The capstone to the class was a trip to Sacramento. The trip was organized by Cal Poly alum, George Soares, whose law firm, Kahn, Soares and Conway, represents the majority of the California agriculture industry. There is no better workhorse for agriculture than Mr. Soares. Mr. Soares is proactive in educating people on agriculture issues and making sure that agriculture is always fairly represented. Simply getting to spend time with Mr. Soares is an inspiration.

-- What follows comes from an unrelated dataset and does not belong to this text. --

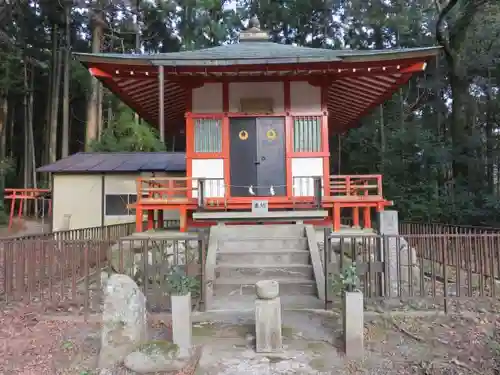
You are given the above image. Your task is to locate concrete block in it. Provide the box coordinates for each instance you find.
[255,279,279,299]
[171,293,192,352]
[255,297,283,353]
[343,291,364,358]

From Sunday night to Tuesday morning, we visited with lobbyists, legislators, the head of the Department of Pesticide Regulation, CDFA Secretary Karen Ross and many more important people. I feel so lucky that these important people took time out of their very busy days to speak with us, all with the belief that we too would be working for the agriculture industry very soon.

Of course, we had to prove that we had been absorbing the information all quarter. Monday night we visited the California Farm Bureau Federation, where we gave group presentations on issues affecting California agriculture to Cal Poly alumni and more than a few parents of myself and my classmates (I got to see my parents for the first time since March! It was great!). My group was charged with educating the group on issues in the California dairy and poultry industries. We approached the issue from a values standpoint- we explained both the scientific and values reasons behind decisions made every day in animal agriculture. If we can convince the public that we all have the same values when it comes to animal welfare, the public will respect the practices in place in the animal agriculture industry (I have a feeling I will be writing an entire blog on this topic this weekend :)).

During our last meeting today, I began to realize that it is possible to make a difference for agriculture on a public policy level. So often we only hear about the losses agriculture experiences, but in reality, people are working hard everyday to preserve agriculture in many more ways than we realize. It’s true that the majority of votes in the State Senate and House of Representatives come from urban centers who don’t care about agriculture and don’t understand its many facets. But people are working everyday to educate them, and strong relationships are being formed.

Mr. Soares is a great example of a person who is reaching out to the urban decision makers and making a difference. I’m not completely sure how the relationship began, but somehow Mr. Soares formed a strong relationship with Gil Cedillo, the Assemblymember from the 45th District, or downtown Los Angeles. Mr. Cedillo deals with education, gangs, drugs and violence in his district. Mr. Soares reached out to Mr. Cedillo and gained his support on a water bond that was begin put together. Later, Mr. Soares brought Mr. Cedillo out to the Soares Dairy in Hanford, where Mr. Cedillo was able to speak with workers, watch daily operations and drive a corn chopper. Because of Mr. Soares’ effort to make a difference, agriculture gained an ally in Gil Sedillo.

If we work hard enough, we can make a difference. It is possible to affect change for agriculture on a public policy issue, though it doesn’t always seem that way. But if we go beyond the law offices and beyond the Senate floor and get decision makers into the heart of agriculture, we can gain allies and protect agriculture.